What's up with Carbs?!?
- Stephanie Drew
- Jul 9, 2016
- 3 min read
Welcome back! I hope you’ve started to learn some new things about nutrition and your health. Today I’ll be discussing simple and complex carbs. We hear about these a lot in today’s world. So let’s get started!
Nearly everyone craves sugar. When experiencing such cravings, most people go right for the most accessible sweet treat candy, chocolate bars, cake or cookies. But what these people don’t realize is that many healthy alternatives can help alleviate sweet cravings.
A sugar craving is simply the body asking for energy. When sugar is digested, it becomes glucose. Glucose is fuel for all of the body’s cells. When you eat sugar, it enters the bloodstream and is converted into glucose at different rates, depending on the type of sugar you consume. All carbohydrates contain sugar, but depending on their chemical structures-simple or complex-they are processed differently. Most simple carbohydrates are highly processed, contain refined sugars and have few vitamins and minerals. Processed foods contain short chains of sugar, which enter the bloodstream almost momentarily after they are ingested. This causes a rapid rise in the glucose levels in the body-a sugar rush. The rush is shortly followed by a crash. The body sees the high level of sugar as an emergency state and works hard to burn it up as quickly as possible. Then blood sugar drops almost instantly. Other natural foods, like fruit, contain naturally occurring simple sugars. Fruit is high in fiber, which helps slow digestion, limiting the amount of sugar that flows into the cells.
Carbohydrates that appear in nature, in whole foods like vegetables and whole grains, are complex. Complex carbohydrates are composed of long chains of sugars. These long chains are bound within the food’s fiber. The body processes the sugars by breaking the chains and releasing fiber into the blood stream. This process is relatively slow; therefore, the sugars are absorbed into the bloodstream at a steady rate for many hours, providing long-lasting energy.
If you eat a whole grain-a complex carb-for breakfast, you will likely have energy throughout the morning, and then experience a milk dip around noon, just in time for lunch. If you eat an Oreo cookie, a candy bar or white bread-all simple carbs-the bloodstream will be suddenly flooded with sugars, providing a quick burst of energy. But shortly after, your blood sugar will drop and you will be hungry again. Your body wants to maintain balanced blood sugar, so it is telling you to eat something to bring your blood sugar back up. Most people go for more sugar, and this experience of sugar ups and downs continues throughout the day. Blood sugar often drops around 3 p.m., a few hours after lunch-the time when most people seek sugar or caffeine to get them through the rest of the afternoon.
Carbohydrates provide much of the energy needed for normal body functions-such as heartbeat, breathing and digestion-and exercise. Carbs are in everything from candy bars to grains and even vegetables. The problem is that people are not eating the types of carbs nature intended. They’re eating carbohydrate-rich foods that have been deformed and denatured. Simple sugars can lead to weight gain because our cells do not require large amounts of glucose at one time, and the extra sugar is stored as fat. The anti-carb movement should really be an anti-simple-carb movement.

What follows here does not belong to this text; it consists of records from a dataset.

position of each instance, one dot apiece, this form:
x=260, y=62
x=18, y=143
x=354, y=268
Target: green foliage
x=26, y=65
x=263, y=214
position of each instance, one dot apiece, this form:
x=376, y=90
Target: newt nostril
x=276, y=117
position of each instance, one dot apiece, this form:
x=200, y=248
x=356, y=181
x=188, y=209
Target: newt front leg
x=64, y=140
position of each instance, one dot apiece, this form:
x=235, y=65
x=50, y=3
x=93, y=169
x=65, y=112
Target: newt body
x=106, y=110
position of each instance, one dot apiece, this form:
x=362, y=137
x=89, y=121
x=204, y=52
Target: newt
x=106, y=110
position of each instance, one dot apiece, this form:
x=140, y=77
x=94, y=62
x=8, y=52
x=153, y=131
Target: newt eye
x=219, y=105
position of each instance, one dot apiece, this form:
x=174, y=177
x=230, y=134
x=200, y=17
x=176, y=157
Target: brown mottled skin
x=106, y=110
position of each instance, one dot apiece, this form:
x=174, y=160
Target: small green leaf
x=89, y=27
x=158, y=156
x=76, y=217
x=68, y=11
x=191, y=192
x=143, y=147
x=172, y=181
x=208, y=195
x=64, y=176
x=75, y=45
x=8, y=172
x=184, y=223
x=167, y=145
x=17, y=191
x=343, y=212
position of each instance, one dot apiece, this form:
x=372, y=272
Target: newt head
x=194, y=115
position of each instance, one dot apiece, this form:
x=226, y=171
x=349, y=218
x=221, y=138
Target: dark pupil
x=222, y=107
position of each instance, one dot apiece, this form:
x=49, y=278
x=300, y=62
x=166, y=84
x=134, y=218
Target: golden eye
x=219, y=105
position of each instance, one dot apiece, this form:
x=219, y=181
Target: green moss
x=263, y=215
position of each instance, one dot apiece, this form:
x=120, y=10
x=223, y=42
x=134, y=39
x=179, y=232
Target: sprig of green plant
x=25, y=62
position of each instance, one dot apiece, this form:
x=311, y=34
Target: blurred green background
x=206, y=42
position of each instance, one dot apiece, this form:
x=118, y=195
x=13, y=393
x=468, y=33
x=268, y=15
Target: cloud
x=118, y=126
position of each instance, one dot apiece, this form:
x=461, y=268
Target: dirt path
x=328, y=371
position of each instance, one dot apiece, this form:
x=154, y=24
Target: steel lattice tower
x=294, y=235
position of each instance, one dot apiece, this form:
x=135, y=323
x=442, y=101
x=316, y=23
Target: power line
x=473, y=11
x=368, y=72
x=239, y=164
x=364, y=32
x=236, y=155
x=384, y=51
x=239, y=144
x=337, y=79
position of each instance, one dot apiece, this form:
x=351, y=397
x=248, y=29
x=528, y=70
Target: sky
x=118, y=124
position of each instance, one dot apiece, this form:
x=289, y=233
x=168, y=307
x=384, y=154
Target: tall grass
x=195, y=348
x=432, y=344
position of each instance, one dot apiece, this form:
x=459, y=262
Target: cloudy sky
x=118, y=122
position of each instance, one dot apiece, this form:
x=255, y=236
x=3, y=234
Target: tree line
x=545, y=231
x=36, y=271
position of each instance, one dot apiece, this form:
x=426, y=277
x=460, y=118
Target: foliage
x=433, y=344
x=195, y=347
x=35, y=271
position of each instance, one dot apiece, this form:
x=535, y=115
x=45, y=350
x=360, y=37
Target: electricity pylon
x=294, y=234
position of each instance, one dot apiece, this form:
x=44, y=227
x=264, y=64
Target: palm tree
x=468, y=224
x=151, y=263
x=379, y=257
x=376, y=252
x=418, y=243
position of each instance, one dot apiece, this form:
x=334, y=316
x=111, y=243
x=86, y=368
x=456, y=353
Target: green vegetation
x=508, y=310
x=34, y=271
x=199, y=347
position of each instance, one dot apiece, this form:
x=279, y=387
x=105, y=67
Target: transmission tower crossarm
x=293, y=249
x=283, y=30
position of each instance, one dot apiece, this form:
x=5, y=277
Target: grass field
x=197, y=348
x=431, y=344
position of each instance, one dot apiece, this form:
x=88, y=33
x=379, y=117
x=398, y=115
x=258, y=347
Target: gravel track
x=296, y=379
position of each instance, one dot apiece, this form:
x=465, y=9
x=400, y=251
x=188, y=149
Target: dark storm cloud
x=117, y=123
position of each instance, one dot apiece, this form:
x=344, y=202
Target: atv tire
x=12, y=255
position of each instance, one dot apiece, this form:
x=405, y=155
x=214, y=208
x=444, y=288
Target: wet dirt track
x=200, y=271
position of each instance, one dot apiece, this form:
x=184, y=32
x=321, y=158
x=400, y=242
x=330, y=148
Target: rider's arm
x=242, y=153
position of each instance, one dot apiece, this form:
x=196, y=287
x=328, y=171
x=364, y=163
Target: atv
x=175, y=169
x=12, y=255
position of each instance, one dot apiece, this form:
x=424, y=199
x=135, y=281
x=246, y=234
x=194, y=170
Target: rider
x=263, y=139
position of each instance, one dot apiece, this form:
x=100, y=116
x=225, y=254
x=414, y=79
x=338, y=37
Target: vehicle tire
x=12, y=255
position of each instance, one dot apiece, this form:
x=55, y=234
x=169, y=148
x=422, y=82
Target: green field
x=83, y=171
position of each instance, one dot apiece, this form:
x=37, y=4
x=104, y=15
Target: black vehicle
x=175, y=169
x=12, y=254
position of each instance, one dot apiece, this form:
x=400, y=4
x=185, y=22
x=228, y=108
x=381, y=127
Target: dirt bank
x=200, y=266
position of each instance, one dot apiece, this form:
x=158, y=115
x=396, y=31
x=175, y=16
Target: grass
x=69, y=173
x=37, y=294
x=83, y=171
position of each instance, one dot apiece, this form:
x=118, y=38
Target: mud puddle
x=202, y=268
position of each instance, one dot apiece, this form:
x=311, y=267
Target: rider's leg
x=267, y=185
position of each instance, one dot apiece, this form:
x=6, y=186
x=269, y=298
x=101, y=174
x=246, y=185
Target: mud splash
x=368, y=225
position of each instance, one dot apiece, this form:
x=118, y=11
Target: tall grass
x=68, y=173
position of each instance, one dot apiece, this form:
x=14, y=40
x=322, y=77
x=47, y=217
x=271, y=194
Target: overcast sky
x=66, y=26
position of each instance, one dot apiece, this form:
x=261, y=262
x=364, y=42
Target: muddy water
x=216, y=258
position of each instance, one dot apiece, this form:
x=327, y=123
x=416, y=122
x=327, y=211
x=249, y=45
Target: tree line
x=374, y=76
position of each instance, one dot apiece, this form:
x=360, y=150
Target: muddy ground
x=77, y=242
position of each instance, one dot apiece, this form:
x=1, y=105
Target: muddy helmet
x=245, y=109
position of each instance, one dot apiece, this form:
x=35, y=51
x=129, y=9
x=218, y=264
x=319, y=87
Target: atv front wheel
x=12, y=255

Overconsumption of simple carbs has led to an abundance of hypoglycemia in America. Hypoglycemia is the body’s inability to handle large amounts of sugar. It’s common among people with diabetes, but can also be caused by an overload of sugar, alcohol, caffeine, tobacco and stress. Hypoglycemia is triggered when the pancreas secretes too much insulin in response to a rapid rise in blood sugar, which in turn causes blood sugar levels to plummet, starving the body’s cells of needed fuel. A person with hypoglycemia may feel weak, drowsy, confused, dizzy and hungry, especially around 3 p.m. when blood sugar is naturally at its lowest. When your blood sugar is low, you are vulnerable to cravings because your body urgently needs something to spike its glucose. If a hypoglycemic episode hits you between meals, a healthy choice would be to nibble on a carrot or celery stick, not grab a bagel with cream cheese or wolf down a chocolate chip cookie.
Sugar cravings are as natural as our desire for air. Throughout the years, humans have been programmed to desire sweet-tasting foods. Long before food processing, the only source of sweet tastes was plant foods such as squash, roots, grains and fruits. In order to get the sweet taste their bodies desired, people had to eat plants. It is no coincidence these sweet foods are also great sources of nutrients, energy and fiber-everything we need to maintain our health. So, the best way to curb or alleviate intense sugar cravings is to provide the body with the sweetness that it needs by regularly eating naturally sweet foods.